Acknowledgement of Country
First let us acknowledge that the land on which we gather is the sovereign and unceded country of the Wurundjeri people of the Kulin nations. We pay our respects to their Elders, past and present, who have cared for this country since its creation. May we have courage to work for a more just settlement between Indigenous peoples and later comers.
'aye oop dook'
Let me share a personal story. After coming out publicly as transgender woman, I’d gone back to England: mostly to see my ailing parents, but also to visit some old haunts, not least my beloved childhood football club. For, in addition to an abiding love of history, three ‘f’ words had particularly kept me alive growing up: faith, feminism, and football (the ‘beautiful game’ version). Stepping through the old gates was thus a coming home on several levels, but also a moving forward. I stopped for a second to view the stadium, so well known to me, yet seen quite afresh. The rough and ready steward caught me gazing and said kindly, in a broad local accent: ‘aye oop dook, do yer knor where yer gor-in?’ ‘Oh yes’, I said, blown away by his greeting, ‘but thank you so much. I’m just breathing it in again.’ It was a very powerful moment. The steward probably did not know what he had done. He had called me ‘dook’ – duck – a typically friendly local address for a female you don’t know personally. So I felt fully recognised in what, in some ways, remains my second home. I had been fully accepted, just as I was. Did I know where I was going? I sure did. I was returning to the old railway end of my formative years. This time however, not with accompanying fears of sexist, homophobic, and transphobic violence: made audible even, in the periodic chants of fellow ‘supporters’, and in very real, occasionally violent, skirmishes. Now, we, my club and I, were a community together: a place where we might greet one another by our true identities; where we might build a future. It was part of a wider welcome journey too: the rise of my little football club from near extinction into some of its best years: a rise reconnecting all kinds of people in revivified community.
sport and queerphobia
Certainly football has a long way to go in queer, and feminist, acceptance, even if the more loveable levels of my little club show the way forward. It is slightly different too in the women’s game, but the recent coming out of gay male players and referees in Australia and England has understandably made news. For homophobia, like sexism and racism, is still very much alive in the world of sport. We also hardly need to mention sporting transphobia right now, do we?! This year’s mega money World Cup will also take place in one of the world’s least queer friendly nations. Yet, uneven though progress is, we are moving. German football is at least being typically professional about transgender participation, even if Anglo sport may be recoiling into misplaced prejudice. What though of faith spaces for queer people? Do we ‘knor’ where we are ‘goor-in’?
We are marking a little historic landmark this week with the Queer Theology course, here at Pilgrim College, within the University of Divinity: probably the first such university level course in Australia.

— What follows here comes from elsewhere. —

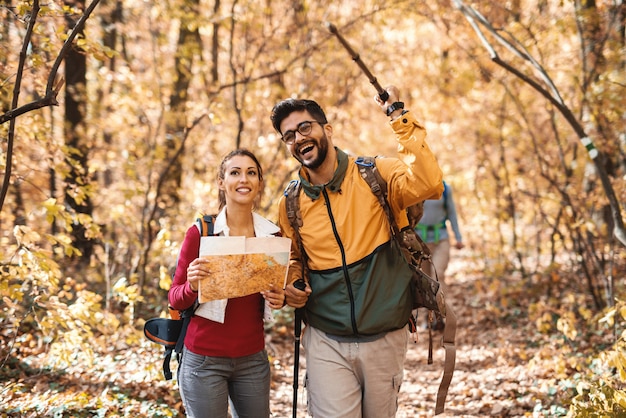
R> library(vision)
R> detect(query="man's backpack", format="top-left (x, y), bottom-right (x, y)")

We would therefore like publicly to thank all those involved in enabling this to happen, and those, not least queer elders, who have paved the way. For these things do not usually happen without struggle. Each step of liberation also not only needs celebrating but typically means much more than we sometimes recognise. Each new light encourages other lights and helps darkness be further dispersed. As such, it is also a good moment to ‘breathe it in’, and to take stock of where, as fellow ‘dooks’, we might be ‘gor-in’…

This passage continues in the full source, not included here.